Mie Ayam Grobakan

By: | Tags: | Comments: 0 | Agustus 7th, 2014

Pemilik waralaba “Mie Ayam Grobakan” Wahyu Indra menawarkan kemitraan dengan biaya terjangkau. Ia juga tak menerapkan pola franchise fee yang diambil dari total penjualan mitra untuk menarik peminat.

Dengan bermodalkan Rp7,5 juta, calon mitra sudah bisa memulai usaha “Mie Ayam Grobakan”. Dengan biaya itu, mitra akan mendapatkan satu unit gerobak mi ayam dengan segala peralatannya. Calon mitra hanya cukup menyediakan tempat yang strategis dan semangat untuk menjalankan bisnisnya.

Calon mitra cukup membeli bahan baku berupa mi yang dibuat Wahyu sendiri, dengan resep khusus miliknya. Mitranya juga dilatih membuat resep bumbu mi ayam dan dibebaskan berimprovisasi dengan usaha “Mie Ayam Grobakan” itu.

“Bahkan, si pemilik dapat menambahkan namanya dalam berjualan, namun tetap harus ada tulisan “Mie Ayam Grobakan” di grobaknya sebagai ciri khas masih dalam satu grup,” katanya

Mitra “Mie Ayam Grobakan” pun diberikan kebebasan berkreasi untuk menjual berbagai makanan dan minuman selain mi ayam. “Saat ini, saya hanya menyuplai ke mitra, mi saja, yang tanpa bahan kimia dan pengawet,” katanya.

Dengan modal awal Rp7,5 juta, jika target penjualan sehari 25 mangkuk, tingkat pengembalian investasi (return of investment) bisa mencapai 3,5 bulan. Total keuntungan yang didapat Rp2,4 juta per bulan.

Wahyu mengumpulkan mitranya setahun sekali untuk mengetahui keunggulan dan kelemahan di tiap cabang. Ia juga terus berinovasi dengan meluncurkan satu menu baru setiap tahun.

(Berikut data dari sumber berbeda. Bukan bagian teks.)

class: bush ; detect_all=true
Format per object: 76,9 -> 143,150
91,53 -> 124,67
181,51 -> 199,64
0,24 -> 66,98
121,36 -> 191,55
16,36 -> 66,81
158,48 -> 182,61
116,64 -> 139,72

“Saya selalu memberikan hal yang terburuk kepada para mitra, sehingga mereka sudah mengerti masalah yang ada dan aware. Karena, pada dasarnya, saya cuma menyediakan tools untuk berjualan, sukses atau tidaknya tergantung semangat dan kemauan para mitra itu sendiri,” katanya.

Untuk dapat bersaing dengan sehat antarcabang, ia mensyaratkan satu cabang dengan cabang yang lain minimal berjarak 2,5 kilometer. Ia juga memberikan kebebasan harga mi ayam per mangkuknya kepada mitra usahanya.

Hal ini mempertimbangkan sewa lokasi yang berbeda antartempat satu dan lainnya. Selain itu, jika lokasi kurang strategis, ia meminta mitranya untuk menyediakan layanan antar.
Waralaba sejak 2010 itu kini menghasilkan 150 cabang yang tersebar di seluruh Indonesia. Wahyu sengaja memilih mi ayam gerobak kayu sebagai ciri khasnya.

Menurut dia, mi ayam merupakan makanan yang merakyat dengan harga yang terjangkau bagi masyarakat bawah. “Bagi saya, mi ayam, ya, yang dijual pakai gerobak, kalau yang lain sudah bukan mi ayam lagi,” katanya.